My server, who also served as bartender, is to be commended for not only his ease with the precarious platings, but effortless hospitality that clearly comes from experience. Nothing wins you over more than someone asking if you’d like your regular table on just a second visit.

He suggested the Lychee Sparkle, a nonalcoholic drink with loads of muddled litchi balanced by lime, sugar and soda. It was a lovely complement to the Indian Chinese flavors.
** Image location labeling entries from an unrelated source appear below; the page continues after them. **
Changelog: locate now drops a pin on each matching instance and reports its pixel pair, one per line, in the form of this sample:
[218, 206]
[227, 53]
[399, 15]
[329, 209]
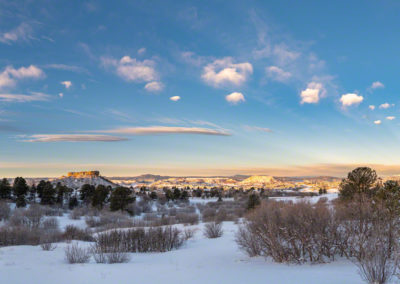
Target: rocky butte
[85, 174]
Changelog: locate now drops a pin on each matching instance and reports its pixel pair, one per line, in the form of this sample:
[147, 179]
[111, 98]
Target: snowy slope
[200, 261]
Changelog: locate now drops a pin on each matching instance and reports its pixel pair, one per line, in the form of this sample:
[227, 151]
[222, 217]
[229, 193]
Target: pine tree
[100, 196]
[5, 189]
[48, 194]
[20, 189]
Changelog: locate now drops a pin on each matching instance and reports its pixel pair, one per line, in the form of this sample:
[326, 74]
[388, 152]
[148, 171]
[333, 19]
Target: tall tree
[360, 181]
[20, 189]
[100, 196]
[48, 194]
[5, 189]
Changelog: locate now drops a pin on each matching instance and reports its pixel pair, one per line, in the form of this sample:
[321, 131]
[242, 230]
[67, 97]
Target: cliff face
[87, 174]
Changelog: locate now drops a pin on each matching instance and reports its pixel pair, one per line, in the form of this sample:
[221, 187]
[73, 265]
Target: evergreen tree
[177, 194]
[100, 196]
[39, 188]
[153, 195]
[20, 189]
[86, 193]
[48, 194]
[253, 202]
[5, 189]
[73, 202]
[120, 198]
Meanwhile, My Drink, My Choice could be a drinkable dessert. The cocktail is a cousin to horchata and milk tea — coconut milk spiked strong with house-infused saffron, cardamom and vanilla vodka.

It’s also been on the menu before, but renamed on June 24, 2022.

“I titled it My Drink, My Choice the moment Roe v. Wade was overturned,” Dey said.

It’s bold and delicious, but rooted in the familiar, as is much of the menu, a reincarnation with a promising new life.

Vermilion

10 W. Hubbard St.

312-527-4060

thevermilionrestaurant.com

Open: Tuesday to Thursday 5:30 to 10 p.m., Friday and Saturday to 10:30 p.m. Closed Sunday and Monday.

Prices: Appetizers $12 to $28; entrees $22 to $40; desserts $12 to $15, drinks $8 to $14

Noise: Conversation-friendly

Accessibility: Wheelchair accessible with restrooms on single level

Tribune rating: Excellent, 3 stars

Ratings key: Four stars, outstanding; three stars, excellent; two stars, very good; one star, good; no stars, unsatisfactory. Meals are paid for by the Tribune.